Do you think the past of thorium energy helps or hinders its acceptance in public and scientific circles?
In October, Oak Ridge National Laboratory held a workshop to celebrate 50 years since the startup of the Molten Salt Reactor Experiment (MSRE). That reactor was built in 3 years on a shoestring budget, operated successfully for 4 years, and then the technology was killed by politics. It all goes back to the dawn of the nuclear age and a disagreement between Enrico Fermi and Eugene Wigner. Fermi saw power reactors as mainly mechanical devices, while Wigner thought of them as mainly chemical ones. Fermi was a better politician…

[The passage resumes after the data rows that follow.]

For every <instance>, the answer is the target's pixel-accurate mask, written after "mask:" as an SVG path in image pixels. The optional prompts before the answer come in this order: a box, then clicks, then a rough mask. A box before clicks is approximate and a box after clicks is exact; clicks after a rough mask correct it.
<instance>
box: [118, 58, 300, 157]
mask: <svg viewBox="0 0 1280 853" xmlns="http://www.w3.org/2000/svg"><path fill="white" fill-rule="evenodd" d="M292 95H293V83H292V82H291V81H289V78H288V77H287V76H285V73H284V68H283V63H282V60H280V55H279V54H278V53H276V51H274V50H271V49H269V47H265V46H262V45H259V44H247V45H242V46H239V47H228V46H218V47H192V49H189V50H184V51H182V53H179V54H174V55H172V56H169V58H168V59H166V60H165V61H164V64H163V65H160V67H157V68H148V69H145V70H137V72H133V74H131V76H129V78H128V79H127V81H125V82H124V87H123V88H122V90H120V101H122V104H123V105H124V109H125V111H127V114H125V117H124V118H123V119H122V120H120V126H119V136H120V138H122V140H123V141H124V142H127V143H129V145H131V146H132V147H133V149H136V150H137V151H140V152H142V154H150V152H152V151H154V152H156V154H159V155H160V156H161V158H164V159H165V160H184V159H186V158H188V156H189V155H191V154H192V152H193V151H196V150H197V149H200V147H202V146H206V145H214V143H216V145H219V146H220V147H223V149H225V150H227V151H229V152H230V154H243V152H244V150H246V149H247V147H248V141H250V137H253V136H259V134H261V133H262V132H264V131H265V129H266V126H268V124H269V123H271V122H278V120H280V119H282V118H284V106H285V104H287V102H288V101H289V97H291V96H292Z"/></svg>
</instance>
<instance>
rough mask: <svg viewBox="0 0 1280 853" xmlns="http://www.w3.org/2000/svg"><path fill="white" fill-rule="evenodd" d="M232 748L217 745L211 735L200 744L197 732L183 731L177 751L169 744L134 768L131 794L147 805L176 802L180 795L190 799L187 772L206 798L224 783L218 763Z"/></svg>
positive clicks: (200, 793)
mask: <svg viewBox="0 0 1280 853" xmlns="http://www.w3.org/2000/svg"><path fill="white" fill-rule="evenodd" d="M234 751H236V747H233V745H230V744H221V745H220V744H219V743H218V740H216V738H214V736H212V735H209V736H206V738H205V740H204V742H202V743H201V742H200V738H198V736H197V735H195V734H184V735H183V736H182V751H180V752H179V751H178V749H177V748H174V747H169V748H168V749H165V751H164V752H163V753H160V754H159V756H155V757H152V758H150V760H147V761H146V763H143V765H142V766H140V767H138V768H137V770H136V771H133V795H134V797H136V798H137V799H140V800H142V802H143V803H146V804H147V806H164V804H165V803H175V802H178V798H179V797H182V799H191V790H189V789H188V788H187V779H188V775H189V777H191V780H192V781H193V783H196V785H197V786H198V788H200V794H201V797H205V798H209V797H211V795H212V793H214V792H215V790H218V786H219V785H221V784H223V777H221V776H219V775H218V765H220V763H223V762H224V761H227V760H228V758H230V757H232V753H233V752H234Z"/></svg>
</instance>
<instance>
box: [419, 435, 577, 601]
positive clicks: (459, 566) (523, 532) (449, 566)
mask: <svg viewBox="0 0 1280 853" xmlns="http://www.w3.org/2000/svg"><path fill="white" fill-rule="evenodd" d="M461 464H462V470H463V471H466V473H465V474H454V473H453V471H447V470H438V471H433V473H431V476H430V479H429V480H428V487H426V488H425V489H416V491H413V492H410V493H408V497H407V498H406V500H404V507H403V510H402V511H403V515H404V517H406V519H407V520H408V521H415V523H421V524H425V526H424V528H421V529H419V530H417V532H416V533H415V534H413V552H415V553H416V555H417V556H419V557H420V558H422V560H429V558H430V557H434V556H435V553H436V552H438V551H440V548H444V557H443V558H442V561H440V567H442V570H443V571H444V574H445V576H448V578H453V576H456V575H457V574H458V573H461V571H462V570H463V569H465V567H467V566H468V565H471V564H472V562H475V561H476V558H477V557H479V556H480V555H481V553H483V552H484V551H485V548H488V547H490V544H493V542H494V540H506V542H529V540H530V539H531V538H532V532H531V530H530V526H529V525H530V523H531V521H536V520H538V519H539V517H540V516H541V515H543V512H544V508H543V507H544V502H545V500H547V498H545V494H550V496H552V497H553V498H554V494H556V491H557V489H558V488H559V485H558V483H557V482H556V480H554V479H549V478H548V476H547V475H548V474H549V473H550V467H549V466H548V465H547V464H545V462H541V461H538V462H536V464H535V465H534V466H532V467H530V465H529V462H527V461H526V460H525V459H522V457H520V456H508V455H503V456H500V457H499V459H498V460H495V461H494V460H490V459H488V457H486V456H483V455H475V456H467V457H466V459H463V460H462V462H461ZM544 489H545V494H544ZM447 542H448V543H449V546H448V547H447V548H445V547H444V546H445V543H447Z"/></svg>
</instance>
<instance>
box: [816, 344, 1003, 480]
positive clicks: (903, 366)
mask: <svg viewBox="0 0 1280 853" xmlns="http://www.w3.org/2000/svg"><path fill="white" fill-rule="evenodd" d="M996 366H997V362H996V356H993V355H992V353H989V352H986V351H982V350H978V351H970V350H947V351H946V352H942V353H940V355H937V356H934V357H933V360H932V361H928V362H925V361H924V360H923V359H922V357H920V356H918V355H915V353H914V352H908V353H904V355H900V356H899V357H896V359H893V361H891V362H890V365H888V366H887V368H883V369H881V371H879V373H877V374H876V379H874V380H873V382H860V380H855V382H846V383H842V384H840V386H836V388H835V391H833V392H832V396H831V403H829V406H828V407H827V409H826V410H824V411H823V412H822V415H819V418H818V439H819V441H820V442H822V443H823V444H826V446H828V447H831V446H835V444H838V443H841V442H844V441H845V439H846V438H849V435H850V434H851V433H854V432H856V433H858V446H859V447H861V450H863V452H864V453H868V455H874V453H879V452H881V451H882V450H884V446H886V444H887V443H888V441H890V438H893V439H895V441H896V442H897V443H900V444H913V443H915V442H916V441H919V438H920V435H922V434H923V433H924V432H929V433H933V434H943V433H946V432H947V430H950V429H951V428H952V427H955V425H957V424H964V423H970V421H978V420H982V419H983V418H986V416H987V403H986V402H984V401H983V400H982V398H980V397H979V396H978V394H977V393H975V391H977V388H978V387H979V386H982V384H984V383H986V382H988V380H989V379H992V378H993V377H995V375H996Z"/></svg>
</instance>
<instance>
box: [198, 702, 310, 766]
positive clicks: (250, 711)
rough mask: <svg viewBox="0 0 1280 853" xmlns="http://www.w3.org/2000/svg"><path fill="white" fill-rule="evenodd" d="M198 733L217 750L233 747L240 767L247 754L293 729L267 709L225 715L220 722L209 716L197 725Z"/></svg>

The main problem is that very few people know this. When they do find out, the fact that MSRE proved out the technology in a US national lab in 1965 brings huge credibility to the thorium movement.
How would you explain thorium energy to a kid?
I actually took on that challenge earlier this year – I offered to give a talk at a local middle school, to a class of 12 and 13 year olds. I started the presentation by talking about energy, and once I’d told them that no energy would mean no video games I knew I’d really grabbed their attention! It was a great experience, and the kids wrote me some fantastic feedback afterwards. I reckon that if I can get the message over to 12 and 13 year olds then I stand a chance of being understood by (some) politicians.